So... expanding on the John's response, Here is my draft procedure for microphone calibration:
Objective:
to verify and improve calibration of one measurement microphone against another, reference microphone.
The concept: we find the OFFSET correction from the measurement with OLD calibration file to the REFerence microphone measurement. Then we apply the offset to the old calibration file to get the NEW calibration file. (this way low-bass calibration and gain can be re-used from the original file in case it was not possible to reliably re-calibrate those parameters in your setup).
Steps:
- Record speaker measurements with both REFerence microphones and microphone that needs to be re-calibrated - "DUT" - device under test..
- Use substitution of microphones in front of the same speaker. Every microphone is placed as-precisely-as-possible (precision within a couple of millimeters) in the same spot, one at a time. (A lot of people ignore this and place microphones even several centimeters off from one another which is a Bad idea)

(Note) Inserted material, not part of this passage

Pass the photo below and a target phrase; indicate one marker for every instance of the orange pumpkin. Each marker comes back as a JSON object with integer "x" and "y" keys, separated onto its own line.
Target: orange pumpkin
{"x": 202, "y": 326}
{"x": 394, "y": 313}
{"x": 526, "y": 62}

- Speaker should be physically small, coaxial or a "full-range" driver. It does not need to be flat, just needs to have enough output at all relevant frequencies to give enough dynamic range versus ambient noise and microphone self-noise. Alternatively, the calibration will only be valid at frequencies that speaker can reproduce (it is rare to get a speaker with good lower bass output that is otherwise compact and full-range).
- Use typical Measurement Sweep at 48 or 44.1 kHz (perhaps using longer sweep length 512K or if possible, a few repetitions).
- Check the maximum THD distortion in the measurement. Consider to not use frequencies with > 3-5% THD. (If distortion is high - either the speaker is pushed too loud or the speaker can not produce enough output to overcome ambient noise - typical at low frequencies).
- + other optimizations to reduce impact of reflected sound, avoid comb-filtering from multiple drivers playing the same frequencies, leave enough distance for sound of multiple drivers to integrate, as well as keep direction of direct sound as close to point-source as possible.
- (optional?) apply "IR Windows" to all measurements. (Recommendations not clear at the moment, but to-start-with try frequency dependent window with 15 cycles, Tukey 0.25)
- Apply light smoothing on the data, for example 1/48. (The smoothing and windowing will be used in the Trace arithmetic.)
- Alternatively, the smoothing may be redundant if you already applied "IR Windows".
- Apply OLD calibration file to the DUT measurement data. (Note that it is possible to add or replace microphone calibrations for each measurement at any point. Also, you may have applied the calibration already when you selected microphone for measurement in REW Preferences).
- Run "Average The Responses" (the same as "RMS Average") on the DUT data. (To both bake-in the old calibration file and remove phase information in the DUT data).
- Do the same procedure for the REFerence data: apply any calibration files and then take "RMS Average" of the REFerence microphone data. (To both bake-in the calibration file and remove phase information. Note, if you can, take an average of multiple reference microphones - no microphone is perfect, so average of several top-quality microphones is better than any single one of them.)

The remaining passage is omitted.